Despite the innovations in joint replacement devices, there is still a great deal of risk with hip implants. This is especially true for those with metal-on-metal implant devices. One hip replacement manufacturer, DePuy, spent more than $800 million on a recall of one of its metal-on-metal implant devices after friction caused metal components to break down, causing device failure and reactions to the metal fragments released into the body of users.
Many believe these metal-on-metal devices should have never made it to market, and they blame the FDA approval process for the misery these devices have caused. Many were cleared through the FDA’s 510(k) program that allows manufacturers to sell their devices without formal testing, provided there is already a “substantially equivalent” product on the market.
After a rash of recalls involving metal-on-metal replacement devices, the FDA assembled a panel in June 2012 to discuss the risk. Data was provided by surgeons and researchers, and after review, the panel’s chair stated he no longer saw a reason why metal-on-metal implants should continue to be in use, but did not issue an official ban on all metal-on-metal devices. The panel did call for further investigation and encouraged doctors to educate patients concerning the risks associated with the devices.
Types of Hip Recalls
Should the FDA choose to eventually issue a recall for all metal-on-metal hip replacement devices or any additional brand or model specific devices, it has three options:
It can issue a Class I recall, which is the most urgent and used for the most harmful devices or drugs. It is issued when there is reasonable probability using a product will cause serious adverse health conditions or be fatal.
A Class II recall is the second most serious and issued when the use of or exposure to a product could cause temporary or medically reversible adverse health conditions, or when there is a remote chance of serious health consequences. Most brand and model specific hip replacement recalls fall into this category.
Finally, the FDA could issue a Class III recall which is an option when it is unlikely to harm will be done by product.
Recalls: Always Too Little Too Late
Regardless of the severity and timing of a recall, for many it will always come too late, as is the case with the brand and model specific recalls issued so far by manufacturers of hip implants and the FDA. Hundreds of thousands of people were already dealing with complications, injuries, and the need for revision procedures by the time the recall for their device was issued.

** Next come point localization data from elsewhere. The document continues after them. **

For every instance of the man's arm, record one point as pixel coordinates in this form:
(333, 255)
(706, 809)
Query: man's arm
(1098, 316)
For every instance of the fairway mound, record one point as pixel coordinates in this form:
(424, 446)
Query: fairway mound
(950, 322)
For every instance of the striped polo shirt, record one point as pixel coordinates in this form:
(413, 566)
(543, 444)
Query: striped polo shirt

Hip Implant Devices Recalled So Far
There have been several voluntary hip replacement devices recalled so far, including:
DePuy Articular Surface Replacement (ASR) Hip (2010)
Acetabular Hip System (2010)
ASR Hip Resurfacing System (2010)
Stryker Rejuvenate (2012)
Stryker ABG II (2012)
Smith & Nephew R3 Acetabular System Recalls (2009 in the United States)
Recipients of metal-on-metal hip replacement devices suffer from pain, loss of mobility, damage to the bone and tissue surrounding the joint, complications from the release of metal fragments into the bloodstream, inflammation, infections, and pseudotumors. There are still several metal-on-metal implants on the market, so additional recalls are likely. Many recipients are also pursuing legal action against the manufacturers of these devices.